Se disant, il lui accorda un petit clin d’oeil. Le long du chemin il lui désigna alors les divers bâtiments qu’il rencontrait, les diverses places. Enfin, après ce qui dut paraître une éternité au Graärh, au vu du pas posé d’Ilhan, incapable de marcher trop vite, surtout pas en parlant, ils arrivèrent à sa demeure. D’un geste théâtral et avec un grand sourire plus chaleureux que précédemment, il en ouvrit la porte et invita le Graärh à le suivre. Il préférait entrer en premier, de peur que l’un de ses sbires n’agisse de façon inconsidérée en croyant à une intrusion offensive chez le Tisseur… L’escorte des gardes loups resta au dehors, certains prenant d’ailleurs congé.
Et comme attendu, Dihya se trouva là, sur le seuil, tout sourire en le voyant, puis une moue plus inquiète en apercevant le Graärh.
– Je vous présente Dihya, régente de la maison Avente. Si vous avez besoin de quoi que ce soit, demandez-le-lui.
Aussitôt Dihya se para de nouveau de son plus beau sourire et offrit une révérence à leur nouvel hôte.
– Dihya se fera un plaisir de vous accueillir en cette noble maison. Que le soleil illumine votre journée.
Ilhan sourit à part lui et croisa le regard glacial de Vladimir. Il lui fit un discret signe de négation de la tête. Non, ne pas attaquer. Pas de danger. Le serval sembla se détendre quelque peu. Très légèrement. Suffisamment du moins pour que son aura de menace se fasse moins sentir. Ilhan se positionna entre le Graärh et le serval et fit rapidement les présentations. Sans trop s’attarder toutefois. Il préférait ne pas les laisser trop longtemps en présence. Pour le moment, du moins.
– Mais venez. Allons plutôt nous mettre à notre aise dans mon bureau. Dihya, si vous le voulez bien…
Inutile de préciser le reste de sa demande. La jeune femme lui offrit un discret hochement de tête, et s’éclipsa d’abord à reculons, à petits pas, puis se détourna prestement vers les cuisines.
Il guida alors son hôte jusqu’à son bureau. Pièce spacieuse, elle transpirait le confort sans pour autant être outrancière. Ses sols étaient recouverts de plusieurs tapis moelleux, et dans un coin de coussins près d’un porte-encens. Ses murs étaient tapissés de nombreuses étagères à parchemins et livres sur deux pans entiers. Une cheminée trônait sur un autre, tandis que le dernier s’ouvrait sur une large baie vitrée donnant sur une petite cour intérieure paisible, où chantaient des oiseaux et où murmurait un cours d’eau miniature qui frétillait entre les herbes et les pierres.

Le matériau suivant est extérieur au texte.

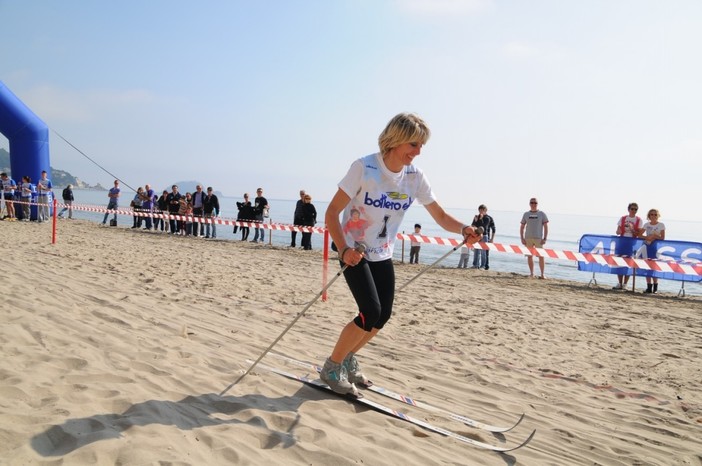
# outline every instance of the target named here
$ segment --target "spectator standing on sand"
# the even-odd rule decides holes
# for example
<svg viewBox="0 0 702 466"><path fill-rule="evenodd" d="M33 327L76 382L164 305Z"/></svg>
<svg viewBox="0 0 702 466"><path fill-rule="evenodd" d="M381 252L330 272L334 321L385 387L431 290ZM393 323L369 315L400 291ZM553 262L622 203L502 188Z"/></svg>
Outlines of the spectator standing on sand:
<svg viewBox="0 0 702 466"><path fill-rule="evenodd" d="M639 211L639 205L636 202L630 202L627 210L629 214L622 215L617 222L617 236L619 238L617 238L614 253L618 256L631 257L634 252L634 239L641 235L643 222L641 217L636 215ZM623 290L629 283L629 275L617 274L617 282L612 289Z"/></svg>
<svg viewBox="0 0 702 466"><path fill-rule="evenodd" d="M0 173L0 180L2 180L2 198L5 200L7 219L12 221L15 220L14 198L15 191L17 190L17 183L15 183L15 180L7 176L7 173L5 172Z"/></svg>
<svg viewBox="0 0 702 466"><path fill-rule="evenodd" d="M461 257L458 259L458 268L467 269L470 261L470 248L465 244L461 245Z"/></svg>
<svg viewBox="0 0 702 466"><path fill-rule="evenodd" d="M243 202L237 202L236 203L237 209L239 209L239 213L236 216L237 222L251 222L253 221L255 215L254 215L254 210L253 206L251 205L251 201L249 201L249 193L244 193L244 200ZM236 233L236 226L234 226L234 233ZM248 226L241 226L241 240L246 241L249 239L249 227Z"/></svg>
<svg viewBox="0 0 702 466"><path fill-rule="evenodd" d="M295 213L293 214L293 225L302 225L302 209L305 204L305 190L300 190L300 199L295 203ZM290 247L295 247L295 239L297 238L297 230L293 229L290 233Z"/></svg>
<svg viewBox="0 0 702 466"><path fill-rule="evenodd" d="M139 215L141 213L141 206L144 203L144 188L139 186L137 192L132 199L131 207L133 211L134 221L132 222L132 228L139 228L141 226L142 218Z"/></svg>
<svg viewBox="0 0 702 466"><path fill-rule="evenodd" d="M108 212L105 212L105 216L102 219L102 224L105 225L107 223L107 217L110 215L110 210L117 210L119 207L119 180L115 180L114 186L110 188L110 190L107 192L107 197L110 199L110 201L107 203L107 210ZM117 225L117 212L114 213L114 223L115 226Z"/></svg>
<svg viewBox="0 0 702 466"><path fill-rule="evenodd" d="M648 222L644 223L643 236L641 238L646 242L646 257L649 259L658 258L657 240L665 239L665 225L659 222L661 213L658 209L650 209L646 218ZM646 276L646 291L644 293L658 293L658 277Z"/></svg>
<svg viewBox="0 0 702 466"><path fill-rule="evenodd" d="M414 224L414 234L419 236L422 234L422 225L419 223ZM422 243L417 240L412 240L410 242L410 264L419 264L419 250L422 248Z"/></svg>
<svg viewBox="0 0 702 466"><path fill-rule="evenodd" d="M63 192L61 193L61 197L63 198L63 203L66 204L66 207L61 209L61 212L59 212L58 216L63 218L63 213L68 211L68 218L73 218L73 185L69 184L63 189Z"/></svg>
<svg viewBox="0 0 702 466"><path fill-rule="evenodd" d="M205 238L216 238L217 225L214 223L214 220L217 218L217 215L219 215L219 199L217 195L212 192L212 186L207 187L207 195L203 201L203 206L205 219L207 220L205 224ZM212 235L210 235L210 229L212 230Z"/></svg>
<svg viewBox="0 0 702 466"><path fill-rule="evenodd" d="M201 220L205 213L205 192L202 190L201 185L195 187L195 192L192 194L191 202L193 205L193 217L198 217L193 219L193 236L204 236L205 235L205 223L198 221Z"/></svg>
<svg viewBox="0 0 702 466"><path fill-rule="evenodd" d="M176 221L174 215L178 215L178 211L180 210L181 197L183 196L178 192L178 185L174 184L171 186L171 192L168 193L166 202L168 203L168 215L170 216L169 226L172 235L180 233L180 220Z"/></svg>
<svg viewBox="0 0 702 466"><path fill-rule="evenodd" d="M161 226L161 231L168 231L168 222L166 222L164 217L166 214L168 214L168 202L166 201L167 197L168 191L164 189L158 199L156 199L158 215L154 219L154 231L158 230L159 225Z"/></svg>
<svg viewBox="0 0 702 466"><path fill-rule="evenodd" d="M154 196L155 193L154 190L151 189L151 185L145 185L144 191L141 193L141 210L146 214L146 217L144 217L144 226L147 230L151 230L153 226ZM139 225L141 225L141 222Z"/></svg>
<svg viewBox="0 0 702 466"><path fill-rule="evenodd" d="M256 199L254 199L253 203L253 209L254 209L254 215L257 222L260 222L261 225L265 221L265 219L268 218L268 199L263 197L263 188L258 188L256 190ZM263 227L260 228L254 228L254 239L253 243L263 243L266 239L266 230L263 229ZM259 237L260 235L260 237Z"/></svg>
<svg viewBox="0 0 702 466"><path fill-rule="evenodd" d="M522 222L519 227L519 236L522 239L522 244L528 248L542 248L546 244L548 238L548 216L546 212L538 209L539 201L532 197L529 199L529 210L522 215ZM527 264L529 265L529 277L534 278L534 257L527 256ZM539 278L544 279L545 262L544 258L539 257L539 270L541 274Z"/></svg>
<svg viewBox="0 0 702 466"><path fill-rule="evenodd" d="M37 222L42 223L49 220L49 197L51 196L51 180L42 170L41 179L37 182Z"/></svg>
<svg viewBox="0 0 702 466"><path fill-rule="evenodd" d="M301 225L306 227L313 227L317 223L317 209L312 204L312 196L305 194L302 203L302 214L300 217L302 221ZM312 232L303 231L302 232L302 249L309 251L312 249Z"/></svg>
<svg viewBox="0 0 702 466"><path fill-rule="evenodd" d="M490 217L487 214L487 206L485 204L480 204L478 206L478 214L473 217L473 223L472 225L474 227L482 227L483 229L483 238L482 242L487 243L488 239L490 238L488 235L488 228L490 226L490 223L492 223L492 217ZM493 227L494 228L494 227ZM473 268L474 269L481 269L484 268L487 270L489 266L487 266L487 258L488 258L488 251L487 249L482 249L482 248L473 248Z"/></svg>
<svg viewBox="0 0 702 466"><path fill-rule="evenodd" d="M29 176L22 177L22 187L20 199L22 199L22 220L28 222L32 219L32 193L34 193L34 185Z"/></svg>

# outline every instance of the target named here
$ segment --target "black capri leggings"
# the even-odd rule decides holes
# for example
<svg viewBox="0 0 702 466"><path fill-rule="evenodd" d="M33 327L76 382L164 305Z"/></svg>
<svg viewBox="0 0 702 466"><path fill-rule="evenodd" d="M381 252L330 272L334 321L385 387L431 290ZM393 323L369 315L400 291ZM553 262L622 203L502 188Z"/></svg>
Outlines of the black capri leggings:
<svg viewBox="0 0 702 466"><path fill-rule="evenodd" d="M395 300L395 267L392 259L381 262L363 259L355 267L348 267L344 278L358 305L354 323L366 332L383 328L390 320Z"/></svg>

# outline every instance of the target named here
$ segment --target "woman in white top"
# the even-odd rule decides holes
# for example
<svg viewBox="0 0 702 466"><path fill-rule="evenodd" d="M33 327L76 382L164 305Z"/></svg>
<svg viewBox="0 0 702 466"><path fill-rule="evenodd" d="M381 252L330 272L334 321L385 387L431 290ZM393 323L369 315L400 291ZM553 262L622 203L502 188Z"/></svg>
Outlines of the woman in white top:
<svg viewBox="0 0 702 466"><path fill-rule="evenodd" d="M649 259L655 259L658 254L658 247L655 244L657 239L665 239L665 225L658 221L661 213L658 209L648 211L646 218L648 222L644 223L644 234L641 237L646 241L646 256ZM646 291L644 293L658 292L658 277L646 277Z"/></svg>
<svg viewBox="0 0 702 466"><path fill-rule="evenodd" d="M371 383L361 373L355 354L390 319L395 296L393 246L412 203L417 200L424 205L437 224L461 233L469 244L481 238L439 205L424 173L412 164L429 136L429 128L417 115L395 116L378 138L380 152L351 164L327 207L327 228L339 261L348 265L344 277L359 309L341 331L320 373L337 393L357 396L354 384Z"/></svg>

Son bureau se situait à l’une des extrémités, une étagère dans le dos, la baie vitrée et la porte dans son champ de vision. Meuble de grande taille, origine délimarienne oblige, assez sobre, et pourtant au bois travaillé. Il était chargé de nombreux documents, de son nécessaire d’écriture le plus précieux, dernier héritage de ses parents décédés, et de diverses encres et plumes. Pourtant y régnait un ordre impeccable.
Ilhan s’installa sur un des sièges devant son bureau, et non à sa place habituelle, et invita d’un geste le Graärh à faire de même. sur le fauteuil d'à côté. À peine s’était-il assis, que Dihya arriva, accompagnée de Shan, portant divers plateaux où trônaient du thé, du miel et une carafe d’un vieil alcool sucré à la nordienne, ainsi que divers gâteaux, dont certains à la pâte d’amande en forme de lune, et diverses confiseries variées.

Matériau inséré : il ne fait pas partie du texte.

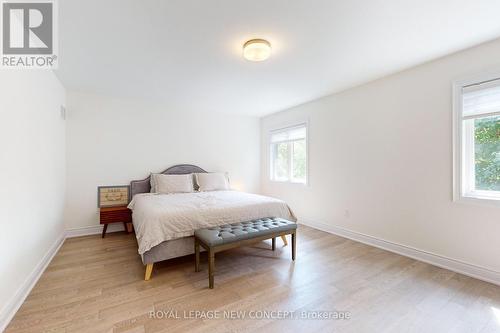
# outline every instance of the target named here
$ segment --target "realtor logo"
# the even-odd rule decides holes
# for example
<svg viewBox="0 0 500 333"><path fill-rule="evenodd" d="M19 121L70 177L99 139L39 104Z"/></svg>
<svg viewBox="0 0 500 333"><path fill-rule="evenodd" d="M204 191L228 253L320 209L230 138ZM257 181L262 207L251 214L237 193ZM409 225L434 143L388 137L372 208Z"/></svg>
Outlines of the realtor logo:
<svg viewBox="0 0 500 333"><path fill-rule="evenodd" d="M3 68L56 68L55 2L2 2Z"/></svg>

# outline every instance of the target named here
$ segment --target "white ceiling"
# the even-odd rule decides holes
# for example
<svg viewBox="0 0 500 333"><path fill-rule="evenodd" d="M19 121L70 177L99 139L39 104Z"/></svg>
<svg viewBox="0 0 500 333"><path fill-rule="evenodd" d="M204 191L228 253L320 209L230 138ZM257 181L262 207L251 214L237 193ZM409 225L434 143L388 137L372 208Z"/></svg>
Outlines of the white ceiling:
<svg viewBox="0 0 500 333"><path fill-rule="evenodd" d="M68 90L261 116L500 36L500 0L62 0ZM273 55L241 56L251 38Z"/></svg>

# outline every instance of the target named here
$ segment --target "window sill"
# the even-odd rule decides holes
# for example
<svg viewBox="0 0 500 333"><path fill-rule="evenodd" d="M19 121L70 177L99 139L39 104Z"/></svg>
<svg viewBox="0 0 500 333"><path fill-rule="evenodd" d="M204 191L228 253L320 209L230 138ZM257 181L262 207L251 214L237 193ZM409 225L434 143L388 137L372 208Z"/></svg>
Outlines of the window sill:
<svg viewBox="0 0 500 333"><path fill-rule="evenodd" d="M458 200L455 201L459 203L500 207L500 197L485 196L481 194L470 193L470 194L460 195Z"/></svg>
<svg viewBox="0 0 500 333"><path fill-rule="evenodd" d="M308 186L307 182L305 182L305 183L298 183L298 182L291 182L291 181L288 181L288 180L273 180L273 179L269 179L269 182L273 183L273 184L294 185L294 186L304 186L304 187Z"/></svg>

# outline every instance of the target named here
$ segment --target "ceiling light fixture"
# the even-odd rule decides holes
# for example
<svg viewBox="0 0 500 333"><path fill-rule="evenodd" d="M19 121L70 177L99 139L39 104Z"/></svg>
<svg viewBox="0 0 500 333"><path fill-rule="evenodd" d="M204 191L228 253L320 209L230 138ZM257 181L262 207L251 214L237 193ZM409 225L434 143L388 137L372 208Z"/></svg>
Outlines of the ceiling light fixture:
<svg viewBox="0 0 500 333"><path fill-rule="evenodd" d="M265 39L250 39L243 44L243 57L250 61L263 61L271 55L271 43Z"/></svg>

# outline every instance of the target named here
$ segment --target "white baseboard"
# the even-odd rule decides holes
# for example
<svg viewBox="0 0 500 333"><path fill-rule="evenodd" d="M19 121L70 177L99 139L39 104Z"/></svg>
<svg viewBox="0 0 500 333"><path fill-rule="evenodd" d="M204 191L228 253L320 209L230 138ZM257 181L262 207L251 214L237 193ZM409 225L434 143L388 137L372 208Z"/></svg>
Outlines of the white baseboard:
<svg viewBox="0 0 500 333"><path fill-rule="evenodd" d="M52 258L54 258L56 253L59 251L59 248L64 243L64 239L65 235L63 233L50 247L47 253L43 256L42 260L40 260L38 265L36 265L35 269L24 280L23 284L19 287L14 296L0 310L0 332L3 332L7 328L7 325L10 323L17 310L19 310L21 305L24 303L26 297L28 297L31 289L33 289Z"/></svg>
<svg viewBox="0 0 500 333"><path fill-rule="evenodd" d="M73 237L81 237L81 236L88 236L88 235L98 235L102 233L102 225L93 225L89 227L81 227L81 228L73 228L73 229L67 229L66 230L66 238L73 238ZM116 231L124 231L125 228L123 227L122 223L112 223L108 225L108 229L106 230L106 233L108 232L116 232Z"/></svg>
<svg viewBox="0 0 500 333"><path fill-rule="evenodd" d="M378 247L390 252L394 252L405 257L410 257L415 260L423 261L428 264L448 269L463 275L467 275L479 280L500 285L500 272L490 270L488 268L469 264L460 260L447 258L438 254L419 250L410 246L389 242L377 237L362 234L356 231L351 231L342 227L322 223L300 220L300 224L335 234L344 238L349 238L354 241Z"/></svg>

Dihya déposa son attirail sur une petite table basse près des fauteuils, puis se tourna vers Ilhan. Elle disposa sur une petite assiette un spécimen de chaque gâterie et, après en avoir découpé un petit morceau, les goûta tous un à un. Enfin, une fois son petit rituel fini, elle déposa l’assiette devant Ilhan, qui la remercia en silence d’un sourire paternel.
– Dihya vient de s’assurer que rien n’est empoisonné, expliqua-t-il sobrement au Graärh.
Même s’il doutait que le grand félin puisse réellement comprendre d’où leur venait ce rituel. Et il n’avait aucune envie de s’appesantir sur la question. Il s’empressa donc d’ajouter.
– Vous pouvez donc vous sustenter sans crainte. Et si jamais ces petites douceurs ne suffisent pas, et que votre appétit est plus prononcé, n’hésitez pas. Dihya se fera une joie de vous montrer ses talents culinaires.